The ability of the innate immune system to discriminate between stimuli that pose little danger and those that threaten the host is a key determinant of human health. The concentration of microbial-associated molecules that activates an innate inflammatory response is determined by the activation threshold of key signalling pathways. This is an important mechanism used by innate immune cells to distinguish between threats that should be tolerated and those that require a strong inflammatory response. This project is based on our recent findings that the stability of TPL-2 (MAP3K8), a key activator of the mitogen activated protein kinase (MAPK) pathway, controls the cellular decision to respond to inflammatory stimuli.

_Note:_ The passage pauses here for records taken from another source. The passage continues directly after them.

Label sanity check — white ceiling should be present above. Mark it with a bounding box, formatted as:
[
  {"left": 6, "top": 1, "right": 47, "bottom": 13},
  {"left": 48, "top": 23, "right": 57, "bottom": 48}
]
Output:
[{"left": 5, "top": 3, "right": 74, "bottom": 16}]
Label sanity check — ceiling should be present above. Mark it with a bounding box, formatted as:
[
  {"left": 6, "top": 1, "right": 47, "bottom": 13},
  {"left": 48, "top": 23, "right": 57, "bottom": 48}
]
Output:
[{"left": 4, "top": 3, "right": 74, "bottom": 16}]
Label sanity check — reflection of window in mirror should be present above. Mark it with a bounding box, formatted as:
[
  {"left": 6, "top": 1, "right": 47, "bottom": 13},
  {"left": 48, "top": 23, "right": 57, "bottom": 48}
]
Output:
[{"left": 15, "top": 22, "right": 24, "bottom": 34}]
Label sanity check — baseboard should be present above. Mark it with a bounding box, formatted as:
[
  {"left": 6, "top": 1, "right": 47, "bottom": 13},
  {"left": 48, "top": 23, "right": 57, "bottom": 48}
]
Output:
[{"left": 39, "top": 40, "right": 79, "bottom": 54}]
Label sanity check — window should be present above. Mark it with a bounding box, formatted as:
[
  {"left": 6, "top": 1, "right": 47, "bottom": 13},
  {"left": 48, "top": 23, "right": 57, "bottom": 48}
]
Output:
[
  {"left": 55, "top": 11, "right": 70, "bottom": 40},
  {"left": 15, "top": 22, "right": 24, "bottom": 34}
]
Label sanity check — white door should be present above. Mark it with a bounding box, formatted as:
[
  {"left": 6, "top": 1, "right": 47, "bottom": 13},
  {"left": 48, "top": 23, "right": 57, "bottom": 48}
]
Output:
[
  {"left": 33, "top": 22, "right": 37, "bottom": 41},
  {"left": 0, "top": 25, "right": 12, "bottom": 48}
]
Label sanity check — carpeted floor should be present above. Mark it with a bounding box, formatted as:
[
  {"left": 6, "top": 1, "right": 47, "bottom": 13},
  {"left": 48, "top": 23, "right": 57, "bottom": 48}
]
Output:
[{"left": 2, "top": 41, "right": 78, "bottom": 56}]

Our studies so far have identified the nucleus as the key site regulating the stability of TPL-2. This project will investigate the regulation MAPKs in the nucleus during innate immune cell responses; explore novel functions of MAPKs in the nucleus; and investigate the impact of altering MAPK activation on cellular responses to inflammatory stimuli. The findings will provide fundamental insights into the regulation of the cellular response to inflammatory stimuli and contribute to the development of novel strategies for the therapeutic control of inflammation.
Summary aim: This project will investigate regulation and function of MAPKs in the nucleus during innate immune cell activation.
Techniques to be used: CRISPR/Cas9 gene editing, molecular biology (including site directed mutagenesis), chromatin immunoprecipitation, immunoblotting, cell culture, real-time PCR.